I have had several friends comment to me about the blog that it's great but that I just won't have time for that sort of thing once baby arrives. Perhaps they are right, but I like to think that if you really enjoy doing something you will make time for it. If writing a blog that 4 people read is something I enjoy enough remains to be seen but for now... I write.

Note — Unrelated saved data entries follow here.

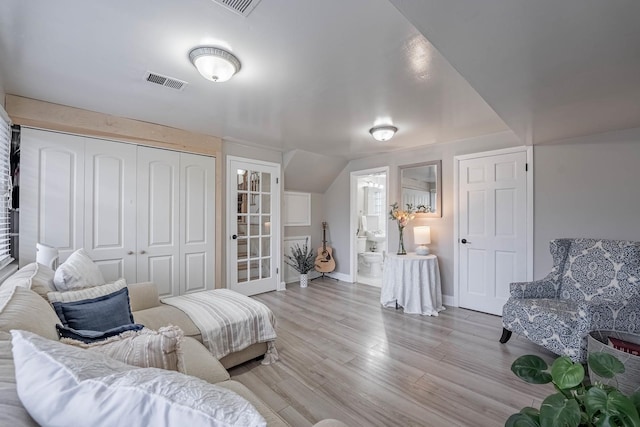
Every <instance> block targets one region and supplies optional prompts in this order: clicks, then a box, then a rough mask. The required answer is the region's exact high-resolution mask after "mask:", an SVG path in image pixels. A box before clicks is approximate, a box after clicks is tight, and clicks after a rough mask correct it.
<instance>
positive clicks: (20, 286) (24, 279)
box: [1, 262, 55, 299]
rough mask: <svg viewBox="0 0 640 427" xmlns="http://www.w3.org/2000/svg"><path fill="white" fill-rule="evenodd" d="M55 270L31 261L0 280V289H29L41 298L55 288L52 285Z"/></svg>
mask: <svg viewBox="0 0 640 427" xmlns="http://www.w3.org/2000/svg"><path fill="white" fill-rule="evenodd" d="M54 275H55V272H54V271H53V270H52V269H51V268H49V267H47V266H46V265H42V264H38V263H37V262H32V263H31V264H27V265H25V266H24V267H22V268H21V269H20V270H18V271H16V272H15V273H13V274H12V275H11V276H9V277H8V278H7V280H5V281H4V282H2V286H1V288H2V289H7V288H15V287H16V286H20V287H21V288H27V289H31V290H32V291H34V292H36V293H37V294H38V295H40V296H41V297H42V298H44V299H46V298H47V293H48V292H51V291H53V290H55V288H54V286H53V277H54Z"/></svg>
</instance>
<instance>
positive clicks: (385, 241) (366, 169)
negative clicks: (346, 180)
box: [349, 166, 389, 283]
mask: <svg viewBox="0 0 640 427" xmlns="http://www.w3.org/2000/svg"><path fill="white" fill-rule="evenodd" d="M374 173H385V174H386V183H385V187H386V188H385V189H384V191H385V194H386V196H385V197H386V201H387V204H388V203H389V166H382V167H378V168H371V169H363V170H358V171H352V172H351V183H350V197H349V236H350V238H349V253H350V254H351V255H350V256H349V281H350V282H351V283H355V281H356V279H357V277H358V273H357V272H358V252H357V250H356V249H357V246H356V245H357V240H356V231H357V229H358V222H357V220H356V217H357V212H356V204H357V203H358V178H359V177H361V176H367V175H373V174H374ZM384 230H385V231H384V232H385V236H387V240H386V241H385V242H384V250H385V251H387V250H388V247H389V239H388V236H389V229H388V221H385V223H384Z"/></svg>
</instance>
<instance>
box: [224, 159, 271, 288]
mask: <svg viewBox="0 0 640 427" xmlns="http://www.w3.org/2000/svg"><path fill="white" fill-rule="evenodd" d="M234 161H236V162H243V163H252V164H255V165H260V166H266V167H272V168H274V169H275V172H274V174H275V177H276V188H274V190H273V192H272V200H271V204H272V206H273V210H272V212H271V222H272V224H271V234H272V239H273V242H274V244H275V253H274V254H273V255H272V259H273V261H274V268H275V271H272V273H273V275H274V277H275V279H276V289H275V290H278V291H279V290H281V287H282V284H281V278H282V253H281V251H282V221H281V217H282V205H281V200H282V198H281V196H282V185H281V183H280V180H281V179H282V177H281V173H282V171H281V165H280V164H279V163H273V162H267V161H263V160H255V159H249V158H246V157H239V156H227V159H226V168H225V174H226V185H225V193H226V194H225V200H226V212H225V216H226V224H225V230H224V233H223V235H224V236H226V237H224V239H225V241H226V244H225V245H224V247H225V250H226V253H227V255H226V256H225V261H226V269H225V270H226V272H225V276H226V280H225V286H224V287H225V288H227V289H231V287H230V286H229V285H230V284H231V273H232V270H231V268H232V266H230V264H229V253H231V250H232V249H233V250H235V248H232V245H233V239H232V238H231V232H230V230H231V228H232V222H231V221H236V211H235V209H237V204H236V203H237V201H234V200H231V194H232V191H231V187H230V186H231V185H235V183H236V180H235V179H230V176H231V174H232V171H231V162H234ZM234 173H235V171H234ZM234 178H235V175H234ZM231 209H233V212H231ZM274 223H275V224H274ZM233 268H236V266H235V265H234V266H233Z"/></svg>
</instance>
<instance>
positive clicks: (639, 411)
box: [629, 391, 640, 414]
mask: <svg viewBox="0 0 640 427" xmlns="http://www.w3.org/2000/svg"><path fill="white" fill-rule="evenodd" d="M629 398H630V399H631V401H632V402H633V404H634V405H635V407H636V410H637V411H638V413H639V414H640V391H636V392H635V393H633V394H632V395H631V396H629Z"/></svg>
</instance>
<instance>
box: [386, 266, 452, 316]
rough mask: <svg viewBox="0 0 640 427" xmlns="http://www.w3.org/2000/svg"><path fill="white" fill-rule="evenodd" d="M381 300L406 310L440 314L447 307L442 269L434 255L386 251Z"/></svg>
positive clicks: (431, 315)
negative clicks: (440, 311)
mask: <svg viewBox="0 0 640 427" xmlns="http://www.w3.org/2000/svg"><path fill="white" fill-rule="evenodd" d="M380 303H381V304H382V305H383V306H384V307H397V306H400V307H403V308H404V312H405V313H412V314H424V315H429V316H437V315H438V312H439V311H442V310H444V306H443V305H442V286H441V285H440V269H439V268H438V258H437V257H436V256H435V255H426V256H425V255H416V254H415V253H408V254H407V255H395V254H391V255H387V257H386V259H385V261H384V271H383V273H382V292H381V295H380Z"/></svg>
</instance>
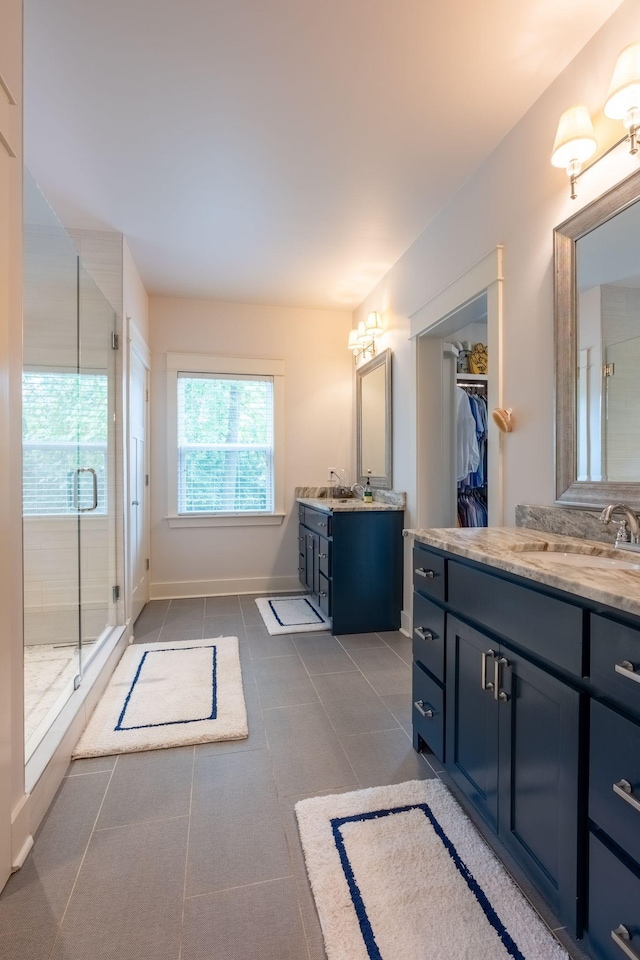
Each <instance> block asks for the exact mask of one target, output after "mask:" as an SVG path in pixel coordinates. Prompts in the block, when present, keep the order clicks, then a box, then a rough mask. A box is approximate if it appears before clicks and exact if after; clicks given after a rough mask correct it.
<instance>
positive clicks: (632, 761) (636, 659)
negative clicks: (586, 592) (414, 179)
mask: <svg viewBox="0 0 640 960" xmlns="http://www.w3.org/2000/svg"><path fill="white" fill-rule="evenodd" d="M590 636H591V683H592V687H593V698H592V700H591V709H590V749H589V760H590V763H589V828H590V835H589V882H588V911H587V924H586V939H587V943H588V946H589V952H590V953H591V954H592V956H594V957H597V958H598V960H624V958H625V957H627V958H640V624H638V623H635V622H632V621H631V622H624V623H623V622H621V621H618V620H616V619H614V618H613V617H609V616H601V615H598V614H595V613H594V614H592V615H591V623H590Z"/></svg>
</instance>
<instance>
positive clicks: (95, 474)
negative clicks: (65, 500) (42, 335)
mask: <svg viewBox="0 0 640 960" xmlns="http://www.w3.org/2000/svg"><path fill="white" fill-rule="evenodd" d="M78 306H79V310H78V374H77V391H78V413H77V466H76V471H75V474H76V477H75V489H74V496H75V506H76V509H77V517H78V551H79V591H78V599H79V633H80V655H79V679H80V680H81V679H82V675H83V672H84V670H85V668H86V665H87V663H88V661H89V659H90V658H91V656H92V655H93V654H94V652H95V651H96V649H97V648H98V646H99V645H100V643H101V642H102V641H103V640H104V639H106V637H107V636H108V635H109V633H110V632H111V629H112V627H113V626H114V625H115V623H116V599H117V590H114V588H117V586H118V578H117V572H116V537H115V531H116V526H115V524H116V510H115V507H116V489H115V477H116V471H115V446H116V444H115V427H116V350H115V345H116V343H115V340H114V335H115V326H116V315H115V311H114V309H113V307H112V306H111V304H110V303H109V302H108V301H107V300H106V299H105V297H104V295H103V294H102V292H101V291H100V289H99V288H98V286H97V284H96V283H95V281H94V280H93V278H92V277H91V276H90V275H89V273H88V272H87V270H86V269H85V267H84V266H83V265H82V262H81V261H80V260H79V261H78Z"/></svg>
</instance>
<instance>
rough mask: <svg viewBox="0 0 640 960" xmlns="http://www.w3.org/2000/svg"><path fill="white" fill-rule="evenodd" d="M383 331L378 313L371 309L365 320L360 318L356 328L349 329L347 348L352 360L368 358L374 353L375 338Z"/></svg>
mask: <svg viewBox="0 0 640 960" xmlns="http://www.w3.org/2000/svg"><path fill="white" fill-rule="evenodd" d="M383 333H384V330H383V329H382V319H381V317H380V314H379V313H377V312H376V311H373V312H372V313H370V314H369V316H368V317H367V319H366V320H361V321H360V322H359V324H358V326H357V328H355V329H353V330H350V331H349V343H348V347H349V350H351V352H352V353H353V359H354V362H355V363H357V362H358V360H360V359H363V360H370V359H371V357H375V355H376V340H377V339H378V337H379V336H381V335H382V334H383Z"/></svg>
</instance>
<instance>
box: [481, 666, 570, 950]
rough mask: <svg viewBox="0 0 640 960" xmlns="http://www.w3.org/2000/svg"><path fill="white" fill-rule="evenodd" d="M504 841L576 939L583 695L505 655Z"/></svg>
mask: <svg viewBox="0 0 640 960" xmlns="http://www.w3.org/2000/svg"><path fill="white" fill-rule="evenodd" d="M497 680H498V690H497V693H498V697H499V699H498V701H497V703H498V704H499V709H500V726H499V729H500V793H499V810H500V813H499V830H498V833H499V836H500V839H501V840H502V842H503V843H504V845H505V846H506V847H507V849H508V850H509V852H510V853H511V854H512V855H513V856H514V858H515V859H516V860H517V861H518V862H519V863H520V864H521V865H522V866H523V868H524V869H525V871H526V873H527V876H528V877H529V878H530V879H531V880H532V881H533V883H534V884H535V885H536V886H537V887H538V889H539V890H540V892H541V893H542V894H543V896H545V897H546V898H547V900H549V902H550V903H551V905H552V907H553V908H554V910H555V912H556V914H557V916H558V917H560V919H562V920H563V921H564V922H565V923H566V924H567V926H568V927H569V928H570V930H571V932H572V933H573V934H575V933H576V932H577V928H576V923H577V918H576V896H577V841H578V829H579V822H580V817H581V814H580V810H579V805H578V762H579V722H580V695H579V694H578V693H577V691H575V690H573V689H572V688H571V687H568V686H567V685H566V684H565V683H562V682H561V681H560V680H557V679H556V678H555V677H553V676H551V675H550V674H548V673H547V672H546V671H545V670H542V669H540V667H537V666H534V665H533V664H531V663H529V662H528V661H527V660H524V659H523V658H522V657H520V656H518V655H517V654H514V653H512V652H511V651H510V650H507V649H505V648H502V655H501V658H500V660H499V661H498V672H497Z"/></svg>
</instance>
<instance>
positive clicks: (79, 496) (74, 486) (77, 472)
mask: <svg viewBox="0 0 640 960" xmlns="http://www.w3.org/2000/svg"><path fill="white" fill-rule="evenodd" d="M81 473H90V474H91V479H92V481H93V503H92V505H91V506H90V507H81V506H80V474H81ZM74 500H75V503H74V506H75V508H76V510H77V511H78V513H89V512H90V511H91V510H97V508H98V474H97V473H96V471H95V470H94V469H93V467H78V469H77V470H76V482H75V486H74Z"/></svg>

I know it is true, because everyone says it, "Your life is never going to be the same" they say... I can not dispute this. In fact it would be folly to do so. My life is about to take a dramatic turn down a road of which I know very little. I have traveled down this road growing up as a child, but soon I will be the one guiding another small footsteps on the winding road of life. It is an overwhelming task when I sit and think on it, but there is one thing I don't want to forget... I want to teach our child to be true to herself. And to do this I think it is imperative that I remain true to myself. True, my golf game may suffer, or my time playing video games may dwindle, but I hope that I am able to hold onto these activities even if just a sliver of them - for both my sanity and for perspective.
I imagine I will go back and read this someday and laugh to my hearts content. Perhaps little Sonja (Sonia) will sit by my side and read it with me and say, "Daddy you don't golf" and I will look into her eyes and strain to remember why I ever golfed in the first placed, but I just don't see it happening.